(2 of 4)
Rowling certainly isn't afraid of sex, as Order of the Phoenix--which had Harry making out with the beautiful, grieving Cho Chang--ably demonstrated. Harry and his friends are now 16, and it would just be weird if Harry didn't have more on his mind than wands and snitches. "Because of the demands of the adventure that Harry is following, he has had less sexual experience than boys of his age might have had," Rowling allows. "But I really wanted my heroes to grow up. Ron's hormones get fuller play in book six." Cue the throaty alto laughter. "Basically it dawns on Ron that Hermione's had some action, Harry's had some action and he's never got close!"
It's precisely Rowling's lack of sentimentality, her earthy, salty realness, her refusal to buy into the basic clichés of fantasy, that make her such a great fantasy writer. The genre tends to be deeply conservative--politically, culturally, psychologically. It looks backward to an idealized, romanticized, pseudofeudal world, where knights and ladies morris-dance to Greensleeves. Rowling's books aren't like that. They take place in the 1990s--not in some never-never Narnia but in modern-day Mugglish England, with cars, telephones and PlayStations. Rowling adapts an inherently conservative genre for her own progressive purposes. Her Hogwarts is secular and sexual and multicultural and multiracial and even sort of multimedia, with all those talking ghosts. If Lewis showed up there, let's face it, he'd probably wind up a Death Eater.
Granted, Rowling's books begin like invitations to garden-variety escapism: Ooh, Harry isn't really a poor orphan; he's actually a wealthy wizard who rides a secret train to a castle, and so on. But as they go on, you realize that while the fun stuff is pure cotton candy, the problems are very real--embarrassment, prejudice, depression, anger, poverty, death. "I was trying to subvert the genre," Rowling explains bluntly. "Harry goes off into this magical world, and is it any better than the world he's left? Only because he meets nicer people. Magic does not make his world better significantly. The relationships make his world better. Magic in many ways complicates his life."
And unlike Lewis, whose books are drenched in theology, Rowling refuses to view herself as a moral educator to the millions of children who read her books. "I don't think that it's at all healthy for the work for me to think in those terms.

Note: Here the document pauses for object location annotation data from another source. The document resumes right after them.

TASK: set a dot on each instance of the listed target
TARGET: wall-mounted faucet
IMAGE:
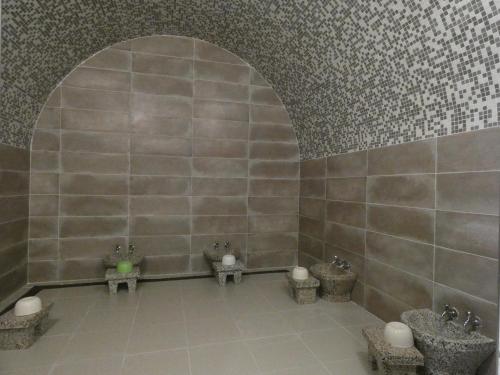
(449, 313)
(472, 322)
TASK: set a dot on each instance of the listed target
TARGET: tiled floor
(195, 327)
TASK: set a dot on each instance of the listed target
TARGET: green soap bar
(124, 266)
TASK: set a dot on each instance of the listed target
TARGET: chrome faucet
(472, 322)
(449, 313)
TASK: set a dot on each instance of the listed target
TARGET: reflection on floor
(195, 327)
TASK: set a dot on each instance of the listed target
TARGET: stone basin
(447, 348)
(336, 284)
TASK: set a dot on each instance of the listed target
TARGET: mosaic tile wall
(353, 74)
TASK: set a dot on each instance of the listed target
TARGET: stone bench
(388, 359)
(20, 332)
(114, 278)
(302, 291)
(222, 272)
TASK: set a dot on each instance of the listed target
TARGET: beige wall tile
(414, 257)
(347, 165)
(415, 157)
(273, 205)
(476, 234)
(219, 186)
(93, 226)
(98, 79)
(475, 151)
(460, 271)
(221, 91)
(410, 223)
(220, 148)
(76, 119)
(219, 205)
(274, 188)
(161, 85)
(208, 109)
(219, 224)
(220, 129)
(164, 45)
(110, 59)
(208, 51)
(155, 64)
(84, 162)
(411, 191)
(159, 225)
(274, 169)
(274, 151)
(349, 213)
(72, 97)
(469, 192)
(212, 71)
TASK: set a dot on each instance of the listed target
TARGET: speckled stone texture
(335, 284)
(388, 359)
(222, 272)
(302, 291)
(114, 278)
(111, 261)
(20, 332)
(447, 348)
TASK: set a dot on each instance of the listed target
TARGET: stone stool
(388, 359)
(113, 277)
(302, 291)
(222, 272)
(20, 332)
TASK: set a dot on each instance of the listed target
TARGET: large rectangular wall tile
(347, 165)
(93, 226)
(472, 233)
(348, 213)
(412, 290)
(346, 189)
(98, 79)
(274, 188)
(410, 191)
(475, 151)
(415, 157)
(346, 237)
(469, 192)
(213, 71)
(461, 271)
(155, 64)
(411, 223)
(161, 85)
(414, 257)
(219, 186)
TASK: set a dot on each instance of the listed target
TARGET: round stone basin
(336, 284)
(447, 348)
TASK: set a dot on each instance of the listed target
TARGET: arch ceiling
(353, 74)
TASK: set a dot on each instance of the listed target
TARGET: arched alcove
(168, 143)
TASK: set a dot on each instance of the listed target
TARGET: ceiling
(353, 74)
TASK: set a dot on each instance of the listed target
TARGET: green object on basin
(124, 266)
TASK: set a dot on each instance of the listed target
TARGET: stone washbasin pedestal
(336, 284)
(447, 348)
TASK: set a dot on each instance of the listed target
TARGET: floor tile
(95, 345)
(174, 362)
(208, 331)
(279, 353)
(156, 337)
(309, 319)
(100, 366)
(222, 359)
(43, 352)
(331, 345)
(264, 325)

So I don't," she says. "I never think in terms of What am I going to teach them? Or, What would it be good for them to find out here?"

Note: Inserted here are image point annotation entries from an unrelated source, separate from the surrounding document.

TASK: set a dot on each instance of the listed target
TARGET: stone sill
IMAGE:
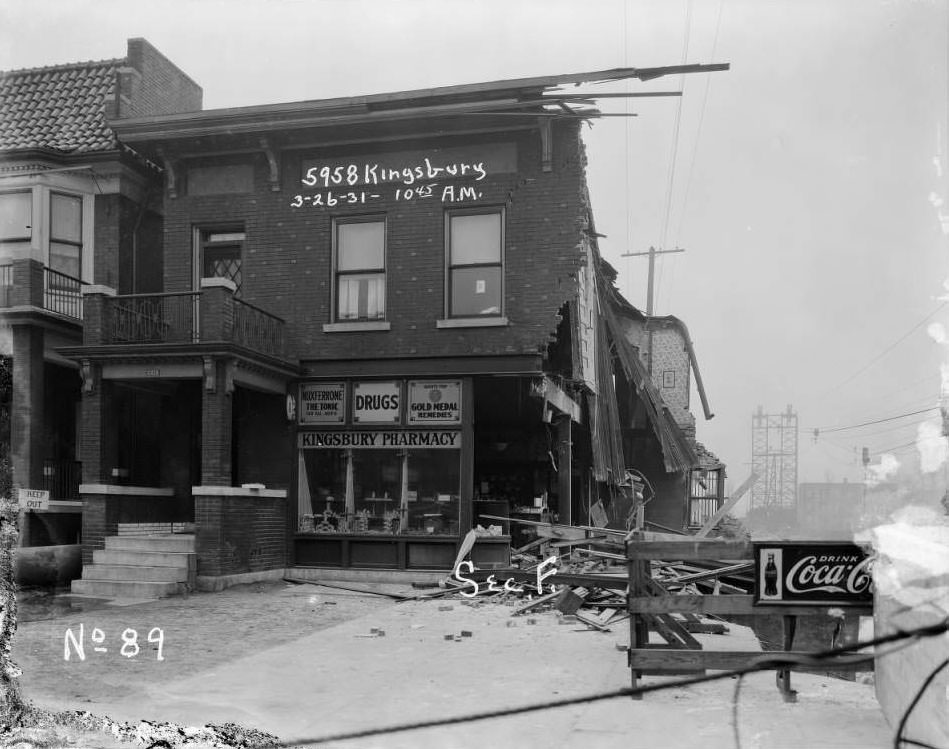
(126, 491)
(472, 322)
(237, 491)
(356, 327)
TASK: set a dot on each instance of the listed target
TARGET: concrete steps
(139, 567)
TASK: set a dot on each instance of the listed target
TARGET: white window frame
(452, 320)
(341, 325)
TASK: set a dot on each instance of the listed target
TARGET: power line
(883, 353)
(824, 430)
(675, 134)
(698, 131)
(780, 661)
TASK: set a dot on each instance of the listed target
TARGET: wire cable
(915, 701)
(675, 150)
(883, 353)
(821, 430)
(777, 662)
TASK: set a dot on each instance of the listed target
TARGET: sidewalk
(297, 662)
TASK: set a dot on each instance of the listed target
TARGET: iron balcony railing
(257, 329)
(175, 317)
(62, 294)
(152, 318)
(61, 478)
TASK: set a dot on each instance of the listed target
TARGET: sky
(806, 184)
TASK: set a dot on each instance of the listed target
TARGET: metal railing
(6, 284)
(62, 294)
(153, 318)
(61, 478)
(701, 509)
(257, 329)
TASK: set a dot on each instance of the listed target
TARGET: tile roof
(59, 107)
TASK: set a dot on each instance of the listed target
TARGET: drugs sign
(822, 574)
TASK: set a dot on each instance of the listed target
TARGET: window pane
(360, 246)
(377, 491)
(65, 258)
(362, 297)
(65, 218)
(322, 491)
(475, 291)
(16, 212)
(433, 484)
(223, 262)
(475, 239)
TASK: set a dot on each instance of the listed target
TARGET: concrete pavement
(341, 679)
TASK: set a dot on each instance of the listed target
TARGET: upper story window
(221, 254)
(360, 268)
(65, 234)
(16, 217)
(475, 242)
(706, 483)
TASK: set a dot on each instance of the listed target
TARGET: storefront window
(384, 491)
(433, 481)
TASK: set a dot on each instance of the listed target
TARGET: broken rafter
(591, 95)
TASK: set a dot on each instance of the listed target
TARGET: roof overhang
(497, 101)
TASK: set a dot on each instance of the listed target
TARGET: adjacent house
(655, 361)
(76, 208)
(381, 323)
(337, 333)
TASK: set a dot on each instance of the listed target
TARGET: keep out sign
(377, 402)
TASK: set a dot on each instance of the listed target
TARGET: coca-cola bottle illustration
(771, 578)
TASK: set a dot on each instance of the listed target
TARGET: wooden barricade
(650, 607)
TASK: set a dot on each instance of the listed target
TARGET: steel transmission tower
(774, 459)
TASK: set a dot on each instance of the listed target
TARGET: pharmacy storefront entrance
(384, 473)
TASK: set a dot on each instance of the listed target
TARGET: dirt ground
(201, 632)
(306, 662)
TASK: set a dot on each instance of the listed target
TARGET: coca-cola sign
(824, 574)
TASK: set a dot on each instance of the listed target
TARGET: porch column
(96, 432)
(28, 419)
(216, 422)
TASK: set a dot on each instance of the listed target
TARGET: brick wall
(287, 254)
(671, 368)
(162, 88)
(237, 534)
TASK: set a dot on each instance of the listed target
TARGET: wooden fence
(651, 608)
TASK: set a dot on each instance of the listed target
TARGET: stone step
(166, 542)
(144, 558)
(135, 573)
(124, 588)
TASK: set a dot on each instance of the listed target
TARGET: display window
(379, 491)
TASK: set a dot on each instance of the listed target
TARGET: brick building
(381, 322)
(76, 207)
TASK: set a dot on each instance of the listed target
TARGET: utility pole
(652, 270)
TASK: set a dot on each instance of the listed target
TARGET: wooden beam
(550, 392)
(706, 574)
(727, 604)
(655, 659)
(690, 548)
(710, 524)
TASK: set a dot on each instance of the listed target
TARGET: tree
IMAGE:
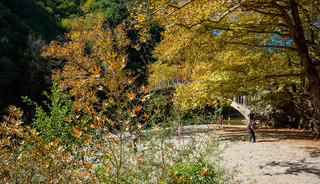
(276, 33)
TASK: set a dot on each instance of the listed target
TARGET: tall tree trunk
(311, 72)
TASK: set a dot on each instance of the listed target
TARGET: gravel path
(280, 156)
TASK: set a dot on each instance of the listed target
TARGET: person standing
(252, 117)
(251, 131)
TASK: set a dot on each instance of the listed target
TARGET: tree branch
(265, 46)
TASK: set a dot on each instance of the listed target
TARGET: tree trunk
(309, 68)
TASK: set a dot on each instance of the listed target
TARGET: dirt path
(280, 156)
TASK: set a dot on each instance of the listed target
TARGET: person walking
(251, 131)
(252, 117)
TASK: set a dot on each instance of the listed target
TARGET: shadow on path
(233, 134)
(294, 168)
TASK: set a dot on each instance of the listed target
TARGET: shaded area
(294, 168)
(239, 133)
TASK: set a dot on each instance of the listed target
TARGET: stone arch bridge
(239, 103)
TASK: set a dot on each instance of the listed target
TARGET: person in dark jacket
(251, 131)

"Although," she adds, "undeniably, morals are drawn." But she doesn't make it easy. In Goblet, the good-hearted Cedric Diggory dies for no reason. In Phoenix, we learn that Harry's dad, whom he idealized, had been an arrogant bully. People aren't good and bad by nature; they change and transform and struggle. As Dumbledore tells Harry, "It is our choices, Harry, that show what we truly are, far more than our abilities." Granted, we know Harry will not succumb to anger and evil. But we never stop feeling that he could. (Interestingly, although Rowling is a member of the Church of Scotland, the books are free of references to God. On this point, Rowling is cagey. "Um. I don't think they're that secular," she says, choosing her words slowly. "But, obviously, Dumbledore is not Jesus.")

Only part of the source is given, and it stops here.